Review Summary: Swans return, bigger and more frightening than ever
Thank heavens Swans decided to break up (or call it quits for fourteen years, at least) after
Soundtracks for the Blind, because can you even imagine if they tried to continue like that? With that scattershot, whatever-sticks, we-can-basically-do-anything mentality? Swans would just get way too huge; not in popularity, but just in general immenseness. They would eventually release an album that really did everything, and then everything else would just seem minor in comparison. There wouldn't even be need for any other bands, for any other music, if Swans could just do it all. It'd all just be irrelevant, because Swans exist. And they can do everything.
Not that
My Father Will Guide Me Up a Rope to the Sky isn't everything, because it's almost everything. It's certainly quite a piece of work, an album that'll make a bunch of people suddenly relieved that there's another Swans album, in a
we've missed you kind of way. It's just more focused and direct than their more sprawling stuff, accomplishing just as much or maybe more with less material.
To accomplish this, Swans have effectively whittled down their approach, taking all of their distinct styles (their Wikipedia page lists eleven possible genres to name the band as; many more could easily be successfully argued for) and blending them together into something that, for once, sounds like nothing more than a Swans album. By taking influence from mostly themselves -- the first track, for example, mixes the aggressive and distorted sounds of
Filth with the gloomy and prolonged sensibilities of
White Light... -- Swans have finally managed to carve out an identity.

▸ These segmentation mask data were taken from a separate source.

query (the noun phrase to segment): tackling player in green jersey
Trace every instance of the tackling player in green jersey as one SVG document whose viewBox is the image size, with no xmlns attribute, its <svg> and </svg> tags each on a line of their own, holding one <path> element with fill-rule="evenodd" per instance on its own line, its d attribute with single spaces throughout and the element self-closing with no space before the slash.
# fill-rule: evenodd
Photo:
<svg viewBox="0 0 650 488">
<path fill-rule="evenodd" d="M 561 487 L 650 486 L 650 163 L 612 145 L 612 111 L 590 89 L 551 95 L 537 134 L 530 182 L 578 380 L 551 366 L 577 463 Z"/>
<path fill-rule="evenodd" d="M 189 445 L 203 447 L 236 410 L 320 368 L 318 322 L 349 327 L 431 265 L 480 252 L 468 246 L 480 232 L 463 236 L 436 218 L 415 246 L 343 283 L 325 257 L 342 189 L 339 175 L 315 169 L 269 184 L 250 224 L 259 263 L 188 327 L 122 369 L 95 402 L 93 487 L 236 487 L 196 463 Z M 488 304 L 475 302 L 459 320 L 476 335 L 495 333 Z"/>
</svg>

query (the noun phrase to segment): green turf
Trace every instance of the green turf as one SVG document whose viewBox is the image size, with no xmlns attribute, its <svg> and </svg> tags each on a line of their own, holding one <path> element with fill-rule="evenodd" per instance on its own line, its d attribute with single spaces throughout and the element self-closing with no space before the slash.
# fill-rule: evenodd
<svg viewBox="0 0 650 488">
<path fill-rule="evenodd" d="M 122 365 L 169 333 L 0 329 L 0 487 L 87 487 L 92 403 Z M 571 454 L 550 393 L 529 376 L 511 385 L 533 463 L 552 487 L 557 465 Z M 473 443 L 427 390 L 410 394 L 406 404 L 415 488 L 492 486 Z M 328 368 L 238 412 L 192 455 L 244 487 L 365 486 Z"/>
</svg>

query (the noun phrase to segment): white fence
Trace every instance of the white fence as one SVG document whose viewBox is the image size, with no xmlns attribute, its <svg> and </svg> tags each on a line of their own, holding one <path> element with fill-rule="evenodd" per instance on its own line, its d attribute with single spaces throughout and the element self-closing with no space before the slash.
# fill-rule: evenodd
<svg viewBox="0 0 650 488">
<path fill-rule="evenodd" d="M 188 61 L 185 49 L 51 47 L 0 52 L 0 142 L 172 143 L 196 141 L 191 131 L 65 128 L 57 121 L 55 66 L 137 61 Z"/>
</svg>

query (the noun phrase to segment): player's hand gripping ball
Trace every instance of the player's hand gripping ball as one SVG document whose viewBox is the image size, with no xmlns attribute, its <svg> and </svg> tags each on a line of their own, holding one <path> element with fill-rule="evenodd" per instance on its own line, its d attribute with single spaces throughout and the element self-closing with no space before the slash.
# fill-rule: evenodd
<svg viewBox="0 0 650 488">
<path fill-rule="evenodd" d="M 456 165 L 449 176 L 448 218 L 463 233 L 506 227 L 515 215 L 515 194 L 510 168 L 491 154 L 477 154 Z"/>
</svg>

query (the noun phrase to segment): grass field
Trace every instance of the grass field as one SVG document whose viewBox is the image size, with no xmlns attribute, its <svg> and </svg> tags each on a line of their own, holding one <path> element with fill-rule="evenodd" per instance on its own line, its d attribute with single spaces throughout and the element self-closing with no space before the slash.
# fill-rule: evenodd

This approach alone justifies Swans' reunion and this resulting album: by revisiting their own discography and effectively summing it up, Swans finally get to make an album that defines them as a band, rather than defining an era; it fills a blank void in their repertoire that need to be filled. There's also no denying how generally awesome most of the album is. "No Words/No Thoughts" and "Jim" are some of the most towering, expansive songs you'll hear all year, swelling and building and dropping off abruptly; they're short trips throughout the discography of Swans, and maybe the neurotic mind of Michael Gira. They're undoubtedly engaging.
More important than the band's newfound sense of songcraft is Gira's newfound personality. On past Swans albums, Gira's been a sort of faceless figure, acting as vessel for raw emotions like anger and sadness rather than relating anything personal. But Gira simply looms over this one, his bleak bleat stretched to its stentorian limits, towering over even the most distorted and discordant of songs, like the grim "Eden Prison". His powerful vocals resemble sermonizing more than they do singing; his lyrics could be Revelations, for all I know.
"Little Mouth" could be misconstrued as ending
My Father with a whimper, rather than a bang, but really: how
else could an album this brutal, this gargantuan, end? It's not a whimper: it's a reprieve, a chance to breathe, finally. God knows you'll need it.